ひとりごつ

雑記、備忘録。

トンボ

昨日、日課の散歩中にトンボを見つけて思わず立ち止まった。

 

保育園の散歩中であろう2歳くらいのお子たちが原っぱで遊んでおり、

その頭上をざっと20〜30匹程のトンボがホバリングしながら飛び交っていた。

 

思わず「トンボだ」とひとりごちた。

 

ああ、秋じゃん。

10月だから当たり前っちゃあ当たり前なんだけど、朝晩涼しくなってきたとはいえ、日中は依然25度前後。
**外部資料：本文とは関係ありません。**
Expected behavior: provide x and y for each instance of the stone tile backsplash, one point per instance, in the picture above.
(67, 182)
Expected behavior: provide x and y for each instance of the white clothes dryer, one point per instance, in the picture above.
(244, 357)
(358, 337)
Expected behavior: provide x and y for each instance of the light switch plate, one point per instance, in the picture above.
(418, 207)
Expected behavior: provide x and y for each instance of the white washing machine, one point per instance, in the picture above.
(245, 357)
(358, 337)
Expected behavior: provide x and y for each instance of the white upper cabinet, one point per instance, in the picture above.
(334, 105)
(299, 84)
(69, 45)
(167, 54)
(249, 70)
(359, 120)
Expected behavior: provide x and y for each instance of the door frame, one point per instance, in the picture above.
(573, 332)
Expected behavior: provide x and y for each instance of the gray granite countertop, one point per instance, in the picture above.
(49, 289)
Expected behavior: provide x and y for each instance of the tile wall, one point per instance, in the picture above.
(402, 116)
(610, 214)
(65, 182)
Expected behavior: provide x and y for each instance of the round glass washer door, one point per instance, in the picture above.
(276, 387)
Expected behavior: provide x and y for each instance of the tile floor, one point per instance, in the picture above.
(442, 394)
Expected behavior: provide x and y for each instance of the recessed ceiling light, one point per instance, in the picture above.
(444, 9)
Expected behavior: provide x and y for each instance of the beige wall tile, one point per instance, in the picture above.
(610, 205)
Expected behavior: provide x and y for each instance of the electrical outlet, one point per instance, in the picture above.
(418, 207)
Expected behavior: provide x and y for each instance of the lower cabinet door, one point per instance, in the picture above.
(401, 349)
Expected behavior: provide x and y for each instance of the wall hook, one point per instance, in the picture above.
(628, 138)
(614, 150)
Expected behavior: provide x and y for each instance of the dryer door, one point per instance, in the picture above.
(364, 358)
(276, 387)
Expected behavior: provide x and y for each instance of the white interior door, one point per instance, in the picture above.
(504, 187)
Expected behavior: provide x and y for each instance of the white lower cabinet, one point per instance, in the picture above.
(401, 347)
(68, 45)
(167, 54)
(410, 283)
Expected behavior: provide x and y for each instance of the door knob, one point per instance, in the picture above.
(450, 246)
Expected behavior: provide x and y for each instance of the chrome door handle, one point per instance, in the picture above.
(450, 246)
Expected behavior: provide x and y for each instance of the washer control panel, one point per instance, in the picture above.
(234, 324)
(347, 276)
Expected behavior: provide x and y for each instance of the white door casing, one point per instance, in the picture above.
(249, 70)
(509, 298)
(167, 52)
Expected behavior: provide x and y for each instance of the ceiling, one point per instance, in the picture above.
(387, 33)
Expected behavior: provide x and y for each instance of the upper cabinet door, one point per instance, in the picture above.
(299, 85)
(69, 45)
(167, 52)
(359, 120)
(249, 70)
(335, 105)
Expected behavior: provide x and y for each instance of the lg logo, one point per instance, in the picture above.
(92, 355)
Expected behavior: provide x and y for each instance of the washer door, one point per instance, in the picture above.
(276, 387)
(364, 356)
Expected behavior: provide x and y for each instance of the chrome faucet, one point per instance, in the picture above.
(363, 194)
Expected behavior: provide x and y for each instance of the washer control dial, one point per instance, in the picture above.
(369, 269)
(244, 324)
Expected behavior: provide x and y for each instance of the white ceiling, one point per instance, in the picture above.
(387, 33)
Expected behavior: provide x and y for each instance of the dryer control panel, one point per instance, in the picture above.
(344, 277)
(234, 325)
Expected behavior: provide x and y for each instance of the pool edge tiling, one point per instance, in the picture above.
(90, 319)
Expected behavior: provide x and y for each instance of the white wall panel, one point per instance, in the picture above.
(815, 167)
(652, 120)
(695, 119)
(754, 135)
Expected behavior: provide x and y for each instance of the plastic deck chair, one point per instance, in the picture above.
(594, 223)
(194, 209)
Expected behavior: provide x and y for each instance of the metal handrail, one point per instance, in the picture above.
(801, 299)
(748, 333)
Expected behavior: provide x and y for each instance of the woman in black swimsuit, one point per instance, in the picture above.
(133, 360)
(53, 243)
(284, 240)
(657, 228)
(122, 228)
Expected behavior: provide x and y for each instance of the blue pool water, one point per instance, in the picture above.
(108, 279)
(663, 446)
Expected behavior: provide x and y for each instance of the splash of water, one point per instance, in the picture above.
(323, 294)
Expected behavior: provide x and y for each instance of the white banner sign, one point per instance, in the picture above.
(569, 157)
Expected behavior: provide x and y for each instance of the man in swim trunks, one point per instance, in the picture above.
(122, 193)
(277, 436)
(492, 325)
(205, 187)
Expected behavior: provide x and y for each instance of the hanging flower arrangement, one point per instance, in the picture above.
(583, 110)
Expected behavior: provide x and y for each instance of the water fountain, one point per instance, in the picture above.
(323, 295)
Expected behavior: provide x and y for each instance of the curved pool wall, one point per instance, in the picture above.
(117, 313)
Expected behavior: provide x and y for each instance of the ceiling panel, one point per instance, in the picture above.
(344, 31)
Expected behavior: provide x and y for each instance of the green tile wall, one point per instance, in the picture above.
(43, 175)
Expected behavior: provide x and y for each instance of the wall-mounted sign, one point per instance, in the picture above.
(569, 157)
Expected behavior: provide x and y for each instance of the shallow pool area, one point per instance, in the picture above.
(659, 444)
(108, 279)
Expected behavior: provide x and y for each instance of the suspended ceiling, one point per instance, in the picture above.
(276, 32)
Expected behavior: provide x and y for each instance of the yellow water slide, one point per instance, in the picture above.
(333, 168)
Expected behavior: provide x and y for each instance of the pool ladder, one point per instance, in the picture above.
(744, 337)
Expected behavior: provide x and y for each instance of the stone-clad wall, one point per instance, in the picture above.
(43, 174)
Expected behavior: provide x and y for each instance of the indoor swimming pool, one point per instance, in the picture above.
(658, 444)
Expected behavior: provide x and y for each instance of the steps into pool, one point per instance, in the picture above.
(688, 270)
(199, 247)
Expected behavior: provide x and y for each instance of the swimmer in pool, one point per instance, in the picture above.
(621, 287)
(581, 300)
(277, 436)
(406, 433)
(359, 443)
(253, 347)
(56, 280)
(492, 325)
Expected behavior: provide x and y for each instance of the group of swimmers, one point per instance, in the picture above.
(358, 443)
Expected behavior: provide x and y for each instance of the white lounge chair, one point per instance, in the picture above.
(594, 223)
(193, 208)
散歩していると、まだまだ汗ばむどころか汗が流れ落ちてくる。

 

トンボ飛んでるし、空も高いし、レンガの建物を背景に、絵になる構図だなあと思いながらまた歩き出す。

 

その瞬間、ぶわっと思い出した。

昔トンボにしてしまったことを。

 

私はそのとき広島にいた。

父方の実家は広島にあり、小学生までは毎年お盆に帰省していた。

 

祖父母の家は山を登って行く途中にあり、バスは登り坂の入り口までしか行かない。

そこからえっこらえっこら、歩いて登る。

 

戸建ての家は古くて薄暗く、虫が多かったり夜はカエルの鳴き声がうるさい。

おまけに応接間の壁に飾られた能面と鬼の面が怖くて仕方なく、子どもだった私は毎年祖父母の家へ行くのが嫌だった。

 

たぶんそのとき私は小学生高学年位だったと思う。

かなり暗くなった夕方(今思えば田舎で電灯が少なすぎた)、虫取り網を持って山を流れる川沿いへ出かけた。

 

川沿いにはトンボの大群が飛んでおり、

うぇーい!と網を振り回した。

瞬間、感じたことのない手応え。

おや?

 

虫取り網の網を引き寄せて見ると、細長い何かが入っている。

最初は何かわからなかったが、数秒ののちに理解した。

「?!?!」

トンボの胴体だった。びっくり。

 

さらにびっくりなのが、

「えっ?!えっ?!」

と空中を見ると、上半身だけのトンボが飛んでいた。

数十年前のことなので、記憶の改竄があるかもしれない。

だけど、私は確かに見たのだ!

下半身を失った、上半身だけのトンボが、そのまま飛んでいるのを。

 

中学生、高校生になると夏休みの間も部活などで忙しくなって、徐々にお盆の帰省に参加しなくなっていった。

次に広島へ行ったのは、大人になってからのこと。

 

あのときのトンボ、ごめん。

あれから虫取り網には一切触っていません。